Quedé relegado a la condición de llanero y de espectador. Llanero hasta mediados de los noventa. Jugaba en ese tiempo, los sábados por la mañana, con gente de conaculta —Saúl Juárez, Óscar Pineda, Eduardo Langagne, Jorge von Siegler—. Y durante la semana dirigía Rincones de Lectura en la Secretaría de Educación Pública: un programa nacional que quería hacer lectores a los alumnos de educación básica y a sus maestros.
Y sucedió que se me fue volviendo costumbre viajar cada semana para ver de cerca lo que sucedía con Rincones. Lo habitual era que estuviera fuera jueves o viernes o los dos días. Y con frecuencia el regreso era el sábado. Andar de un lado a otro del país leyendo y escribiendo con los maestros de educación básica, con sus innumerables alumnos, fue desplazando al futbol. Cuando dejé de jugar estaba yo llegando a la mitad de mis cincuenta años. Después de eso, de vez en cuando incurrí en cascaritas, cada vez más espaciadas. No es raro que al pasar por alguna cancha más o menos llanera detenga la marcha y por un rato, con indecible nostalgia, vea jugar a esos muchachos —o no tan muchachos—, y deba contenerme para no pedirles que me dejen entrarle al partido.
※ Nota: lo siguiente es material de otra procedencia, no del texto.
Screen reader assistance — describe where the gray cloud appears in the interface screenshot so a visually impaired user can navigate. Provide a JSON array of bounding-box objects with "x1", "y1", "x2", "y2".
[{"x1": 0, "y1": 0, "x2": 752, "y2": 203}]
Lo que me gusta es jugar. Soy un mal espectador. Los estadios me asquean. Los hemos convertido en templos de la barbarie. Las hordas que apoyan a los equipos rivales no aprecian el deporte, ni el juego, ni las buenas jugadas, ni la victoria, sino derrotar o, más bien, humillar al contrario. Si al terminar el juego pudieran empalar a los enemigos —eso es lo que son— quedarían apenas satisfechos. La brutalidad nos ha vencido. Hemos renunciado a la oportunidad de que asistir a una competencia deportiva sea una manera de formarse. Nos escandaliza la violencia en las calles, y la provocamos, la alentamos, la festejamos en los estadios.
Yo nací en Guadalajara y, aunque pronto pasé de aquella Ciudad a México, permanecí chiva durante toda la infancia y la primera juventud. Un día, algún jugador, no sé quién, cambió de camiseta —eso fue una excepción algo escandalosa al principio—. Y después otro, y otro, y cualquiera. Aquello terminó por ser habitual y yo me quedé con la camiseta vacía en las manos. Comenzó a dar lo mismo quién la llenara. Me hice a un lado. Dejé de ser chiva y dejaron de interesarme el campeonato, la copa, la liguilla, lo que se les ocurra inventar para levantar el negocio. Dejé de ver los partidos por televisión. Alguna vez sigo alguno, por supuesto, y en general me decepcionan. El futbol me gusta más que nunca. Lo que no me gusta son la liga, ni los equipos que tenemos, ni la selección, ni la manera en que se manipula al público para que apoye a un equipo que, por razones patrioteras, debe sentir propio.
Pero luego vuelve el Mundial. Cada cuatro años. Vuelvo a sucumbir. Hay un paréntesis en que, más allá de los colores nacionales, el juego recupera su embrujo y vuelve a ser no solamente el juego, sino una metáfora de la vida. No tengo favoritos. Mi favorito es el futbol, así, para mí sin acento. El juego más lindo del mundo.